外国の暮らし その6
老人性のシミ、食べても食べてもなくならないかにみえたクレーム・ブリュレ、中絶体験談、階段箪笥、ディスコの夜、電話の声、足早に前を行くのっぽの後ろ姿、インタビュー中に通訳に詰まった時の苛ついた顔、シャンペンの入った小さな冷蔵庫・・・。
今、6年ぶりに再会したRローランスの姿と、その彼女にまつわるさまざまの記憶の断片とが、一気に混ざり合って一つのまとまった個体に凝縮した。
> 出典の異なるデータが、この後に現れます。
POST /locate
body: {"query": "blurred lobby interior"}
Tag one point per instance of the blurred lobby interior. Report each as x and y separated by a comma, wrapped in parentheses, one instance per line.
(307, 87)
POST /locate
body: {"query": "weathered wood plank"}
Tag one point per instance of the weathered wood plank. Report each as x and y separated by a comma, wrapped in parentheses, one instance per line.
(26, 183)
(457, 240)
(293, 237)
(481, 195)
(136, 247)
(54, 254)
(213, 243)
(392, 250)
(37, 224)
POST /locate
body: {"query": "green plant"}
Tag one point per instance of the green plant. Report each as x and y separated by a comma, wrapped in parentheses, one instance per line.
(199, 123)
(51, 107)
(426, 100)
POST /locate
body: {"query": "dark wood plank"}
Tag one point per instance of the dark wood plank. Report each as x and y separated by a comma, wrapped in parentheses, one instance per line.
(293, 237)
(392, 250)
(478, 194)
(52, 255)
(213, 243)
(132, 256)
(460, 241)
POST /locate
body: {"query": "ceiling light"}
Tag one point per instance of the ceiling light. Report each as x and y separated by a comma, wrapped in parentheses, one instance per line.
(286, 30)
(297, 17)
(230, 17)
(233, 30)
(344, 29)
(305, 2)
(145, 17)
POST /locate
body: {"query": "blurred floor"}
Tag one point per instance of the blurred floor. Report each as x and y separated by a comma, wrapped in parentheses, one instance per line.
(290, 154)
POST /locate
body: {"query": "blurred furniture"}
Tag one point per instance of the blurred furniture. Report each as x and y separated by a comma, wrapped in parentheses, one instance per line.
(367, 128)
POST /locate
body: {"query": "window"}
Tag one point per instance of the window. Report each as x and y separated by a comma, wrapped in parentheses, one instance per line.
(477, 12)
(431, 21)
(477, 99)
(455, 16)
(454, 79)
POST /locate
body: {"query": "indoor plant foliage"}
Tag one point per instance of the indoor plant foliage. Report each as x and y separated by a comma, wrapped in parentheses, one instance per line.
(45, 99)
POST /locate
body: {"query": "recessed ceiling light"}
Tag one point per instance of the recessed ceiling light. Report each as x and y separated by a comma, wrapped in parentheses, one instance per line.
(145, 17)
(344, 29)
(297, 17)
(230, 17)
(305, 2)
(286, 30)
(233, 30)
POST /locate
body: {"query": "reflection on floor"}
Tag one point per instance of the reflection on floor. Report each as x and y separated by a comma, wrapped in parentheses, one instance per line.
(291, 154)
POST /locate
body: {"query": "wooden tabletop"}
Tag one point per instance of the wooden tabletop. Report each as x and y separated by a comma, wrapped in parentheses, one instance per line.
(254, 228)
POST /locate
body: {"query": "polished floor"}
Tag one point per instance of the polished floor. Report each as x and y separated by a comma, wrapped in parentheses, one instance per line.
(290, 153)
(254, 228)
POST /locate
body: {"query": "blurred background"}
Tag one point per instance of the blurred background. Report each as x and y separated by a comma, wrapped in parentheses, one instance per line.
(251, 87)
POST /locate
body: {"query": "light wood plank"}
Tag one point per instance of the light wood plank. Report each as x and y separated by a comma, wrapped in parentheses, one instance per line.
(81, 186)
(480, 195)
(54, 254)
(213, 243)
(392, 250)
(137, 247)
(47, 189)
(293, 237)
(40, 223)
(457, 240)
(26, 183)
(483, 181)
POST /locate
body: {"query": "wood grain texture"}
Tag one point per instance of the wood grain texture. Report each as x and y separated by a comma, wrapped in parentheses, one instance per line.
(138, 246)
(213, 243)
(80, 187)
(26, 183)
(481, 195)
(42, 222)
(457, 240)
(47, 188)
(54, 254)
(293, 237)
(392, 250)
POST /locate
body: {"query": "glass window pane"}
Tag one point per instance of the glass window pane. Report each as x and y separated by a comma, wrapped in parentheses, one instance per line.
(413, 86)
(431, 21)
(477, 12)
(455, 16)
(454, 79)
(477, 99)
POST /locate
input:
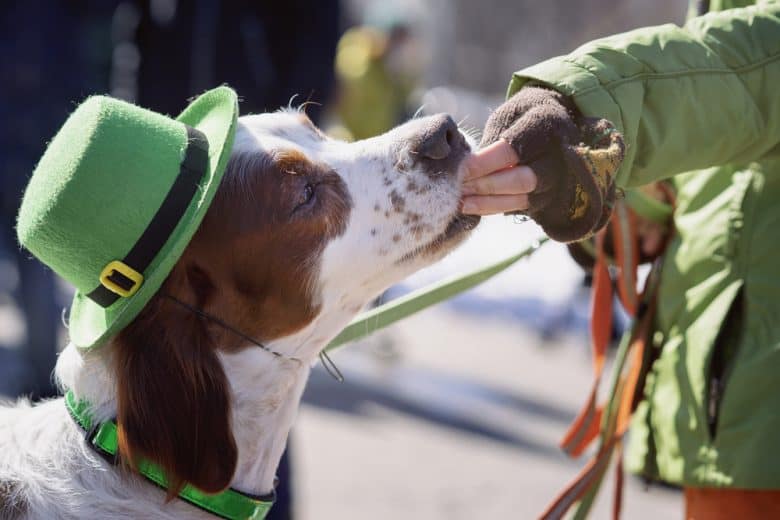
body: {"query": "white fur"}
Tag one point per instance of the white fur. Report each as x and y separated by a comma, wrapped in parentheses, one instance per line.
(42, 453)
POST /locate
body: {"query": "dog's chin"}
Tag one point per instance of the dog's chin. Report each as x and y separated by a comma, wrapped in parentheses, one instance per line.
(457, 230)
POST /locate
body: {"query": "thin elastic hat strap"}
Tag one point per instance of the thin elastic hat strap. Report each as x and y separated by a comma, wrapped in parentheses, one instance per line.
(193, 167)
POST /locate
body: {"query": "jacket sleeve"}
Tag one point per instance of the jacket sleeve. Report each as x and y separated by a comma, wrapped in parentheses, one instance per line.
(684, 98)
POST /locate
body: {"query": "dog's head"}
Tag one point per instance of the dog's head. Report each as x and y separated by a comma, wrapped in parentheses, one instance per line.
(303, 232)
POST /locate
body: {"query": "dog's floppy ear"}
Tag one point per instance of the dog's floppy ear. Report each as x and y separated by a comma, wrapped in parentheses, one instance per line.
(173, 396)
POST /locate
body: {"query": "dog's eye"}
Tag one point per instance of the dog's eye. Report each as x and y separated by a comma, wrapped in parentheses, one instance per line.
(306, 197)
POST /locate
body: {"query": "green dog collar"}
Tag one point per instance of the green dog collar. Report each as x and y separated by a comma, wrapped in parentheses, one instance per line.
(229, 504)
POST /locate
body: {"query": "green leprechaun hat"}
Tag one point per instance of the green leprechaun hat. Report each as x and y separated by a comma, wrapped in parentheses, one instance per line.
(116, 198)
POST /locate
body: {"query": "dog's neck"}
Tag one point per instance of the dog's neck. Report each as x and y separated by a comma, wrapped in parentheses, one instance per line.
(265, 391)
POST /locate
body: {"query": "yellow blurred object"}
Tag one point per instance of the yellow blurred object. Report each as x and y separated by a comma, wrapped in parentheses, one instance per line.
(372, 100)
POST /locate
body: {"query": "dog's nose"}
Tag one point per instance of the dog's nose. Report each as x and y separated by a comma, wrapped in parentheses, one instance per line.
(440, 139)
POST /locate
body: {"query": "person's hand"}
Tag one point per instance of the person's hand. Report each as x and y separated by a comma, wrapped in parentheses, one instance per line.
(495, 183)
(567, 164)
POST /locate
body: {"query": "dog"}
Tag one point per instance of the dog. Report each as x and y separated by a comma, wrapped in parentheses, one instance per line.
(303, 233)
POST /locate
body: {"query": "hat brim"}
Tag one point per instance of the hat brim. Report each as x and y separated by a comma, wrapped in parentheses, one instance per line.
(215, 114)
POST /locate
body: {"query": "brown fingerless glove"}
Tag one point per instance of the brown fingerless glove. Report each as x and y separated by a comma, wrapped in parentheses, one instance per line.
(574, 157)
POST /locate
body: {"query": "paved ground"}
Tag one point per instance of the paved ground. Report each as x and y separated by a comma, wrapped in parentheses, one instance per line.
(456, 412)
(463, 424)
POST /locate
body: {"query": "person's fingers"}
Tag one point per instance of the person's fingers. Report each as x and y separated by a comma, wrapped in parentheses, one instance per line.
(496, 156)
(490, 204)
(514, 181)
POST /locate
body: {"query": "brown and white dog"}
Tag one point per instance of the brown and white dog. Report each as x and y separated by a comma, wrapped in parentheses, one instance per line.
(304, 232)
あんなにオソロシかったRの面影はもはやそこにはなく、かといって、急に親密さをみせたあのブラッスリーの宵のローランスももう姿を消していました。
その夜私がセーヌ川に面したアパートの一室でほんの数分間だけ立ち話をしたローランスは、礼儀正しく距離を保ったただの他人だった。
おそらく今回限り、という暗黙の了解をお互いに感じつつ、けれど表面上はにこやかに。
これまでの記憶の切れ端はそっと箱にしまって、もうたぶん蓋を開けることもないそういう白昼夢のような人間関係に、パリという街に住んでいるとしばしば出くわすものなのです。